Ruhig breiteten sich die ausgedehtnen Kalklandschaften Alrakis unter dem Rumpf des in die Athmosphäre sinkenden Shuttles aus. 141 folgte den Anweisungen seines Lotsen so präzise wie die kräftigen Windböen, die das Schiff immer wieder ergriffen es zu ließen.
Der Raumhafen lag eingefasst zwischen automatisierten Farmen im Zentrum einer Siedlungszone, die kaum mehr als 250.000 Seelen beherbergen konnte.
„Landefreigabe für Plattform 12-beta.
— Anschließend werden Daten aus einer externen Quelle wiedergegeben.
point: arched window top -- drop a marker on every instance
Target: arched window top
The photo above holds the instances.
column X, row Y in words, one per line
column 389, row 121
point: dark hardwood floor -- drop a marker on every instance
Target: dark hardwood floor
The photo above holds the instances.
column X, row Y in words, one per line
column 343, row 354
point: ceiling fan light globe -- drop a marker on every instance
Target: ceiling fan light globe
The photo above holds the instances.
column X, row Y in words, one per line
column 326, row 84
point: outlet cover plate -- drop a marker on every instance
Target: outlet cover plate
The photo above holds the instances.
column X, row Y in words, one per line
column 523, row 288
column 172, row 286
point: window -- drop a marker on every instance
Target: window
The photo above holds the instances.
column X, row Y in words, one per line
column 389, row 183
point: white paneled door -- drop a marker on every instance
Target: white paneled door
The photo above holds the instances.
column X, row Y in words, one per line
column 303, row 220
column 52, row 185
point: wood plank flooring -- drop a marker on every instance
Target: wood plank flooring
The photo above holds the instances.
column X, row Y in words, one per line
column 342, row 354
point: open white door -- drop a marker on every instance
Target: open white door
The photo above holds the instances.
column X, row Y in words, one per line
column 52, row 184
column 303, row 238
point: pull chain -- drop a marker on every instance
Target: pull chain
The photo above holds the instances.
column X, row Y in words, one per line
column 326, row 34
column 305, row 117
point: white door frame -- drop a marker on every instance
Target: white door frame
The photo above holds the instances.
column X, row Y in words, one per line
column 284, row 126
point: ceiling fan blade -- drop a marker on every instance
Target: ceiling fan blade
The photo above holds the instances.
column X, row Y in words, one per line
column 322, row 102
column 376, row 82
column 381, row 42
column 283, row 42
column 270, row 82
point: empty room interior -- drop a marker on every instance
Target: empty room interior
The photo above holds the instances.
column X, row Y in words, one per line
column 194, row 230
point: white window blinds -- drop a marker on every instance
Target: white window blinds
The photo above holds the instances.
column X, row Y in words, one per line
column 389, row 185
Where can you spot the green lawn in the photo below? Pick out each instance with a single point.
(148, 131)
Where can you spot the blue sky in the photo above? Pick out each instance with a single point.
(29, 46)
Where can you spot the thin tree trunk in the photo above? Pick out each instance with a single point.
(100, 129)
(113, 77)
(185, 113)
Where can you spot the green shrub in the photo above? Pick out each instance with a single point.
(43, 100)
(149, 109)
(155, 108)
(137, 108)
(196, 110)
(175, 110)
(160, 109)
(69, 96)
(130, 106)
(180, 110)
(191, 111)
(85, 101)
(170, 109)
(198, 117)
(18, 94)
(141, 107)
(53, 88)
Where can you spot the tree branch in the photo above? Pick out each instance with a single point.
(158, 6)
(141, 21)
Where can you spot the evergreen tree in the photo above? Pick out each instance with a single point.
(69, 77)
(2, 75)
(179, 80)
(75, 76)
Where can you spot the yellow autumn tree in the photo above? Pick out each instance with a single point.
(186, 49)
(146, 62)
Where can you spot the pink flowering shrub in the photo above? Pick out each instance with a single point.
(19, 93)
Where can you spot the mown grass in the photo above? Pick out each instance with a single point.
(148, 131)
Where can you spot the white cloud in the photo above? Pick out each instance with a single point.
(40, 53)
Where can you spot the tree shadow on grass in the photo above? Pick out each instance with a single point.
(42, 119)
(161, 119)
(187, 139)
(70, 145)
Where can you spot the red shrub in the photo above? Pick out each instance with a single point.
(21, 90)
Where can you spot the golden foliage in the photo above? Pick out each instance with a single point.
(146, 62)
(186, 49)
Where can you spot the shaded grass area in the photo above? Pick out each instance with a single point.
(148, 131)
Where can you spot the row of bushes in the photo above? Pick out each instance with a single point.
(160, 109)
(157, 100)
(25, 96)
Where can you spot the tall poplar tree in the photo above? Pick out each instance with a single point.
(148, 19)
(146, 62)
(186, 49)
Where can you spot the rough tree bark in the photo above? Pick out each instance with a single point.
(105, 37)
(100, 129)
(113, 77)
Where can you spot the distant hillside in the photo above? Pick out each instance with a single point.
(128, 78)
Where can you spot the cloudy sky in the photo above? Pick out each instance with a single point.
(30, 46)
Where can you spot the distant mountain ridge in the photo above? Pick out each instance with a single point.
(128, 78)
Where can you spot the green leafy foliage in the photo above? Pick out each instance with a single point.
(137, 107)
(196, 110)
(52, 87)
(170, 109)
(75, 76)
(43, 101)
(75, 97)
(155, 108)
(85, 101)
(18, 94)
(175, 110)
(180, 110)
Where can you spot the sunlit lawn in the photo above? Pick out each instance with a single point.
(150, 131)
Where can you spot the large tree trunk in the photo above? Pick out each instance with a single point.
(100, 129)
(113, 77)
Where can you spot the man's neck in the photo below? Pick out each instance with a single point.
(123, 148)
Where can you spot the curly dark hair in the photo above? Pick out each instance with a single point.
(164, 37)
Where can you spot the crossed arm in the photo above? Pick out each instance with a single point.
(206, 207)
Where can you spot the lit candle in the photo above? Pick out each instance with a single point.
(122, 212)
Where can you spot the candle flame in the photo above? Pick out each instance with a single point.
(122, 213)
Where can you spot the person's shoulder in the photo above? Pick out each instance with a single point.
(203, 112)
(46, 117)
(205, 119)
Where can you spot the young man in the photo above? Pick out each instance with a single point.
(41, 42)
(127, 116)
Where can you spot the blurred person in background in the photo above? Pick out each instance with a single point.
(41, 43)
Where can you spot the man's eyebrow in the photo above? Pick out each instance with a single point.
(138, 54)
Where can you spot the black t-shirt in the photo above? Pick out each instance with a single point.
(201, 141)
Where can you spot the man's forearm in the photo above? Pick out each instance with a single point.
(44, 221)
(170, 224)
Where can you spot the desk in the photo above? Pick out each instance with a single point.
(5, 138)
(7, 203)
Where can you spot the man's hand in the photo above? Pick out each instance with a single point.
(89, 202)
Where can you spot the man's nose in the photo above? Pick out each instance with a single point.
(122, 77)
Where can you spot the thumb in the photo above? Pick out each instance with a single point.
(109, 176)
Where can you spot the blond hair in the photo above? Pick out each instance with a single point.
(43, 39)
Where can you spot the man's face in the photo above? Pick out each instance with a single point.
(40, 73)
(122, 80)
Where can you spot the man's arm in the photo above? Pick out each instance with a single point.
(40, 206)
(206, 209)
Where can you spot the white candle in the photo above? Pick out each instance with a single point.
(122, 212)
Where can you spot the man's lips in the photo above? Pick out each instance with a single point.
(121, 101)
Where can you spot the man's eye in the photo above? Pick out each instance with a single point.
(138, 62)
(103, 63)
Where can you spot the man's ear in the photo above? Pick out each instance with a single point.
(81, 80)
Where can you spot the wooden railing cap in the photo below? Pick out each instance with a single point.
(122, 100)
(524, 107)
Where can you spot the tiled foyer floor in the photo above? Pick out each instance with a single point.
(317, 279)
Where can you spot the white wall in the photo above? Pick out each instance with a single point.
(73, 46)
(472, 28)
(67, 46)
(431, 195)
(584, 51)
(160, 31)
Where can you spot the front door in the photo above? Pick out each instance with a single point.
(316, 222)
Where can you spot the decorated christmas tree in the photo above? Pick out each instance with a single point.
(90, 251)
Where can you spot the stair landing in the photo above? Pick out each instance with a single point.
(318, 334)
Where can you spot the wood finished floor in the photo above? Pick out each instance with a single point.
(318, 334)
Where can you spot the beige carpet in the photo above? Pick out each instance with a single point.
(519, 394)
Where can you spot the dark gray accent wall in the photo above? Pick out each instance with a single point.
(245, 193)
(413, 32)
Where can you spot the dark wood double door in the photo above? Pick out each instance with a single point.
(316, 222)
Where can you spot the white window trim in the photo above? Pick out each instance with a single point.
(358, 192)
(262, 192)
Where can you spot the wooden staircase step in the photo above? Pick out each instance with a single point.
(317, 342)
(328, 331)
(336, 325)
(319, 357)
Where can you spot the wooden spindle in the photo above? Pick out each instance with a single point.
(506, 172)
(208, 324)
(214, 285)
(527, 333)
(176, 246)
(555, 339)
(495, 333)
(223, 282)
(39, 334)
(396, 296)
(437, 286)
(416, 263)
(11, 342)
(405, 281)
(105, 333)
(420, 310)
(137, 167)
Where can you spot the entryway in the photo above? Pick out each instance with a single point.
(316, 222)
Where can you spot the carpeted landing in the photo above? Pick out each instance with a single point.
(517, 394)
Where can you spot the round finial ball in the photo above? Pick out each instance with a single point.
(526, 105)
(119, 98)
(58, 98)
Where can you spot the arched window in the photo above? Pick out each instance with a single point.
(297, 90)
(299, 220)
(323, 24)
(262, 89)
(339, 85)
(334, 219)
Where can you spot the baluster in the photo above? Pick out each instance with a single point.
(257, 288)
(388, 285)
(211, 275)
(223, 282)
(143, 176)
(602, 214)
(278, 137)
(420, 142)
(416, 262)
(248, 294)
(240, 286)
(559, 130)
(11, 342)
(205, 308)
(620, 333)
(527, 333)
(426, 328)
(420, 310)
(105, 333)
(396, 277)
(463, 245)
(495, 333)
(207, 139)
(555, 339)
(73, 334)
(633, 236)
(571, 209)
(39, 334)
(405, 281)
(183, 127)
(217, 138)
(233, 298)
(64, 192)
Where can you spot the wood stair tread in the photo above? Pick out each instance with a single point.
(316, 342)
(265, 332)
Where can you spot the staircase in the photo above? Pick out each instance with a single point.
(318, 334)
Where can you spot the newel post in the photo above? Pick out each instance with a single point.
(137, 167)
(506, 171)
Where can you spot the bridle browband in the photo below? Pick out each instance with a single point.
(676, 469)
Anflugvektor beibehalten.“ tönte die blecherne Stimme des Lotsen. 141 konnte nicht ausmachen, ob es sich um einen Artifikanten oder einen Kolonisten hinter einem billigen Mirkofon handelte. Er bestätigte die Anweisung und bremste das Shuttle mit sanftem Umkehrschub, ehe es über der Plattform zur Ruhe kam. Die EMAP-Generatoren nahmen summend ihre Arbeit auf. 141 schaltete die Triebwerke ab und senkte das Schiff vorsichtig auf den Landeplatz.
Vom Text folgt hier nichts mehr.